The more consequential question, therefore, is where innovation can be delivered most efficiently. Today, information asymmetry has largely disappeared. Scientific knowledge, data, and intellectual property are widely accessible, and talent is globally distributed. The differentiator is execution. In this context, China has built an operating environment that is highly efficient at translating biological hypotheses into development-ready assets. If that efficiency advantage persists, and if productivity elsewhere does not improve at the same pace, basic supply-and-demand dynamics suggest that China will continue to play a growing role in supplying innovation to global pipelines.

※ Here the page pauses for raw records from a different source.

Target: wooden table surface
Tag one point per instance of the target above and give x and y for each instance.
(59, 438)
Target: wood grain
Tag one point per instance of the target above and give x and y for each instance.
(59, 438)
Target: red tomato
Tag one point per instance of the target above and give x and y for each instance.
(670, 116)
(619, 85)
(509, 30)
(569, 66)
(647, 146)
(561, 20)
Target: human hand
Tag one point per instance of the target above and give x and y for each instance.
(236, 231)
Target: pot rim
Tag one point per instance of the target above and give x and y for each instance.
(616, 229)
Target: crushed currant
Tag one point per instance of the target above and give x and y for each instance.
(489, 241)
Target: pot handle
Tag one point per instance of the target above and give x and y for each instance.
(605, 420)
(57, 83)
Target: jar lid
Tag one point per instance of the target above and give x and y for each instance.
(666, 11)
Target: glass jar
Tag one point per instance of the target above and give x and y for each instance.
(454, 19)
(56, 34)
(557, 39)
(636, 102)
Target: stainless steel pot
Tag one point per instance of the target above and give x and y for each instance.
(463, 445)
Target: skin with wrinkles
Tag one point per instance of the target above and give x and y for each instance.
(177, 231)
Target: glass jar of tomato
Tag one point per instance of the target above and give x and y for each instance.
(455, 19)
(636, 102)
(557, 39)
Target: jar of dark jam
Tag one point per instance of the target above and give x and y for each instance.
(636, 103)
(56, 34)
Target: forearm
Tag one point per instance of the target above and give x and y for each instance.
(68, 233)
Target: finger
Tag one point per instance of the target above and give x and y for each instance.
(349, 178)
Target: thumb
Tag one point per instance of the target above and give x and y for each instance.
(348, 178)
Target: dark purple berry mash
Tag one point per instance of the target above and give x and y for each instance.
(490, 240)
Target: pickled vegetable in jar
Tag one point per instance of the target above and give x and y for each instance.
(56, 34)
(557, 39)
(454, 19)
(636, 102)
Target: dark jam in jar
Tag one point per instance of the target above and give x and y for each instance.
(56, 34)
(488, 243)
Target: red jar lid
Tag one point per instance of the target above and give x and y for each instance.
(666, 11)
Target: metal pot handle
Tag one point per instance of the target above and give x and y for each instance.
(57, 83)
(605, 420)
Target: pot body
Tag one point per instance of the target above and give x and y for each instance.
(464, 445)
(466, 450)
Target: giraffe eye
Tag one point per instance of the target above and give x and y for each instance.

This shift inevitably influences pricing. In competitive markets, sustained gains in efficiency tend to place downward pressure on prices over time, and medicines are no exception. While that dynamic can be uncomfortable for individual companies, it is beneficial for healthcare systems and patients. More efficient innovation should translate into broader access and more affordable therapies. The intensity of competition we see today is challenging at the company level, but constructive at the system level. It is, in effect, the price paid for a more sustainable and accessible global innovation ecosystem.